Monologue du virus



Point de vue d’un virus sur la ’guerre’ en cours et florilège de propositions pour élargir l’horizon actuel.

Article publié sur lundimatin.

Faites taire, chers humains, tous vos ridicules appels à la guerre. Baissez les regards de vengeance que vous portez sur moi. Éteignez le halo de terreur dont vous entourez mon nom. Nous autres, virus, depuis le fond bactériel du monde, sommes le véritable continuum de la vie sur Terre. Sans nous, vous n’auriez jamais vu le jour, non plus que la première cellule.

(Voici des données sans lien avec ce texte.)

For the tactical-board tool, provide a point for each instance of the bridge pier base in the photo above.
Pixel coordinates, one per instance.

Nous sommes vos ancêtres, au même titre que les pierres et les algues, et bien plus que les singes. Nous sommes partout où vous êtes et là où vous n’êtes pas aussi. Tant pis pour vous, si vous ne voyez dans l’univers que ce qui est à votre semblance ! Mais surtout, cessez de dire que c’est moi qui vous tue. Vous ne mourez pas de mon action sur vos tissus, mais de l’absence de soin de vos semblables. Si vous n’aviez pas été aussi rapaces entre vous que vous l’avez été avec tout ce qui vit sur cette planète, vous auriez encore assez de lits, d’infirmières et de respirateurs pour survivre aux dégâts que je pratique dans vos poumons. Si vous ne stockiez vos vieux dans des mouroirs et vos valides dans des clapiers de béton armé, vous n’en seriez pas là. Si vous n’aviez pas changé toute l’étendue hier encore luxuriante, chaotique, infiniment peuplée du monde ou plutôt des mondes en un vaste désert pour la monoculture du Même et du Plus, je n’aurais pu m’élancer à la conquête planétaire de vos gorges. Si vous n’étiez presque tous devenus, d’un bout à l’autre du dernier siècle, de redondantes copies d’une seule et intenable forme de vie, vous ne vous prépareriez pas à mourir comme des mouches abandonnées dans l’eau de votre civilisation sucrée. Si vous n’aviez rendu vos milieux si vides, si transparents, si abstraits, croyez bien que je ne me déplacerais pas à la vitesse d’un aéronef. Je ne viens qu’exécuter la sanction que vous avez depuis longtemps prononcée contre vous-mêmes. Pardonnez-moi, mais c’est vous, que je sache, qui avez inventé le nom d’ « Anthropocène ». Vous vous êtes adjugé tout l’honneur du désastre ; maintenant qu’il s’accomplit, il est trop tard pour y renoncer. Les plus honnêtes d’entre vous le savent bien : je n’ai d’autre complice que votre organisation sociale, votre folie de la « grande échelle » et de son économie, votre fanatisme du système. Seuls les systèmes sont « vulnérables ». Le reste vit et meurt. Il n’y a de « vulnérabilité » que pour ce qui vise au contrôle, à son extension et à son perfectionnement. Regardez-moi bien : je ne suis que le revers de la Mort régnante.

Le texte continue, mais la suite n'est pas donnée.